You are viewing a plain text version of this content. The canonical link for it is here.

Posted to user@spark.apache.org by Shushant Arora <sh...@gmail.com> on 2015/07/21 05:31:35 UTC

spark streaming 1.3 coalesce on kafkadirectstream

does spark streaming 1.3 launches task for each partition offset range
whether that is 0 or not ?

If yes, how can I enforce it to not to launch tasks for empty rdds.Not able
t o use coalesce on directKafkaStream.

Shall we enforce repartitioning always before processing direct stream ?

use case is :

directKafkaStream.repartition(numexecutors).mapPartitions(new
FlatMapFunction<Iterator<Tuple2<byte[],byte[]>>, String>(){
...
}

Thanks

Re: spark streaming 1.3 coalesce on kafkadirectstream

Posted by Tathagata Das <td...@databricks.com>.

With DirectKafkaStream there are two approaches.
1. you increase the number of KAfka partitions Spark will automatically
read in parallel
2. if that's not possible, then explicitly repartition only if there are
more cores in the cluster than the number of Kafka partitions, AND the
first map-like state on the directKafkaDStream is heavy enough to warrant
the cost of repartitioning (shuffles the data around).

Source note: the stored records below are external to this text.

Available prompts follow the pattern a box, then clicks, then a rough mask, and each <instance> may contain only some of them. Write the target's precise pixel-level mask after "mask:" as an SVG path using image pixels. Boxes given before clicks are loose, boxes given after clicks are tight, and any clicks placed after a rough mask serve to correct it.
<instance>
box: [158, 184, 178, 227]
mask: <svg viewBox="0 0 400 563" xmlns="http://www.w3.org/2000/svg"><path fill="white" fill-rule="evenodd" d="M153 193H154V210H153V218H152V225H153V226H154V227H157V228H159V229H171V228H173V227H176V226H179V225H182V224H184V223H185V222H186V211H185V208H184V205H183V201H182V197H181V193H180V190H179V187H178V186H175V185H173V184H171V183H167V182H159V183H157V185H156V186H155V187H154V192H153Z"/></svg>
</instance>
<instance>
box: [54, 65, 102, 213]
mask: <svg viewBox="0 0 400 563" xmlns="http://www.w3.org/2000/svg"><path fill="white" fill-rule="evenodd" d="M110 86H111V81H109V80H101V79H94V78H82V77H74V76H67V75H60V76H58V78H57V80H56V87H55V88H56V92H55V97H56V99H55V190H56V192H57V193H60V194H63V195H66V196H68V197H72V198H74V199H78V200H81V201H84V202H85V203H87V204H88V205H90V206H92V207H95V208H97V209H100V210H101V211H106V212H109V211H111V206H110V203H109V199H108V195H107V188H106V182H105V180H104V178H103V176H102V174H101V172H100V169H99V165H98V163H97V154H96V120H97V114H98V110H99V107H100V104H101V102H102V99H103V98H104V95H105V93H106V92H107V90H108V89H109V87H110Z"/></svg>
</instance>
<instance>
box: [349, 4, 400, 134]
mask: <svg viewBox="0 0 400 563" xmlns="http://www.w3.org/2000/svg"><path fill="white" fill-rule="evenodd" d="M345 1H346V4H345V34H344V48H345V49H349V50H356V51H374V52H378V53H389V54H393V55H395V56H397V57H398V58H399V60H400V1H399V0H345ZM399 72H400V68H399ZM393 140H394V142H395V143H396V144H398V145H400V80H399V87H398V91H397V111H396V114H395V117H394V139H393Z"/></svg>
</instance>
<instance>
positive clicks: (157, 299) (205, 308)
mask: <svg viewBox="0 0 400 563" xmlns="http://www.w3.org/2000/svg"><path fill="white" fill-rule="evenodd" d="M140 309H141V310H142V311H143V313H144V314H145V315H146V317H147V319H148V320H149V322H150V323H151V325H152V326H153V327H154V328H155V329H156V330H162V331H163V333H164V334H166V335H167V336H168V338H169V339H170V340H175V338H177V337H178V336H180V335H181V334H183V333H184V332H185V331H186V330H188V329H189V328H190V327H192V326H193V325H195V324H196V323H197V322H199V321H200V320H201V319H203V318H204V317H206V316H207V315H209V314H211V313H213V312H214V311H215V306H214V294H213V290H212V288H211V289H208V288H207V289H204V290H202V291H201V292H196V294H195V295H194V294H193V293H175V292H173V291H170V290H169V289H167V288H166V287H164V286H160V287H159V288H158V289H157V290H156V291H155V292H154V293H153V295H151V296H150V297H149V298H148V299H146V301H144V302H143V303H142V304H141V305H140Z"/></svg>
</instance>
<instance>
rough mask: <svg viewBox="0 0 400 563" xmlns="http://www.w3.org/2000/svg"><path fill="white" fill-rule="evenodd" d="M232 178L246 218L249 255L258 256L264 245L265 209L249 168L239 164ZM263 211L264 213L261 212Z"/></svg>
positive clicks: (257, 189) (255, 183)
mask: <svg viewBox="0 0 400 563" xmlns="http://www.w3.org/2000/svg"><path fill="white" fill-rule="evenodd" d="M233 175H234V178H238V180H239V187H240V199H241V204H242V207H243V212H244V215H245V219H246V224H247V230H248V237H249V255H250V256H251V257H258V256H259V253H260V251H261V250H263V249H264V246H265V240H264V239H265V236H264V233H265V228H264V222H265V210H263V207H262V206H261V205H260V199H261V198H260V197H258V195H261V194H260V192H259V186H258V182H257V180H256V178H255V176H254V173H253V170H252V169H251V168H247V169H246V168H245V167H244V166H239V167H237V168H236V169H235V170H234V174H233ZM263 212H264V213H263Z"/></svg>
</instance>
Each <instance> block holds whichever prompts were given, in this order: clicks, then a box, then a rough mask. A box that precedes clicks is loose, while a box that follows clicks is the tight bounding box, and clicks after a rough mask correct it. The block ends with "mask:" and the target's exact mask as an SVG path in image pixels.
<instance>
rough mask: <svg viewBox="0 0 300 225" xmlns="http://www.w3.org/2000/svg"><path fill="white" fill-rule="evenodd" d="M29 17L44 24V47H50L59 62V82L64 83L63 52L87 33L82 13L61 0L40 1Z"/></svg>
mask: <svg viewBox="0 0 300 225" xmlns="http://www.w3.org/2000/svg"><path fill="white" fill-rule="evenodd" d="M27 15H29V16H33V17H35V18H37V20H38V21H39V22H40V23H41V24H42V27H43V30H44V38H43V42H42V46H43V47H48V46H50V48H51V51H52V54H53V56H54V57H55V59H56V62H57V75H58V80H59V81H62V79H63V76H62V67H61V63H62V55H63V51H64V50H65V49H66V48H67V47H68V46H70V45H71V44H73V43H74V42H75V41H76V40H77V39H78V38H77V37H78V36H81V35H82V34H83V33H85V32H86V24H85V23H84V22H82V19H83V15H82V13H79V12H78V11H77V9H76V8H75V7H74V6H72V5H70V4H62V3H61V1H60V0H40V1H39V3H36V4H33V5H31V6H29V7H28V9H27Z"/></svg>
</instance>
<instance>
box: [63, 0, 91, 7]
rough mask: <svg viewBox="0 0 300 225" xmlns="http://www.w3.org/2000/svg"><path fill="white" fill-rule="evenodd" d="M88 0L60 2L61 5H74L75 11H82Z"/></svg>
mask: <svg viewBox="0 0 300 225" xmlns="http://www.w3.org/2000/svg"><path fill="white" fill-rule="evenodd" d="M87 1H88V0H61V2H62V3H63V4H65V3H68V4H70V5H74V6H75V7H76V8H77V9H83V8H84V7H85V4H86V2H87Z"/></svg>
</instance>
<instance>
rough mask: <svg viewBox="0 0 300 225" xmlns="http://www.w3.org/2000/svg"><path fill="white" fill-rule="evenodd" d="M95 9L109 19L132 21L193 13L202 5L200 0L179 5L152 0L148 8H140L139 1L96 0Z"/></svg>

On Mon, Jul 20, 2015 at 8:31 PM, Shushant Arora <sh...@gmail.com>
wrote:

> does spark streaming 1.3 launches task for each partition offset range
> whether that is 0 or not ?
>
> If yes, how can I enforce it to not to launch tasks for empty rdds.Not
> able t o use coalesce on directKafkaStream.
>
> Shall we enforce repartitioning always before processing direct stream ?
>
> use case is :
>
> directKafkaStream.repartition(numexecutors).mapPartitions(new
> FlatMapFunction<Iterator<Tuple2<byte[],byte[]>>, String>(){
> ...
> }
>
> Thanks
>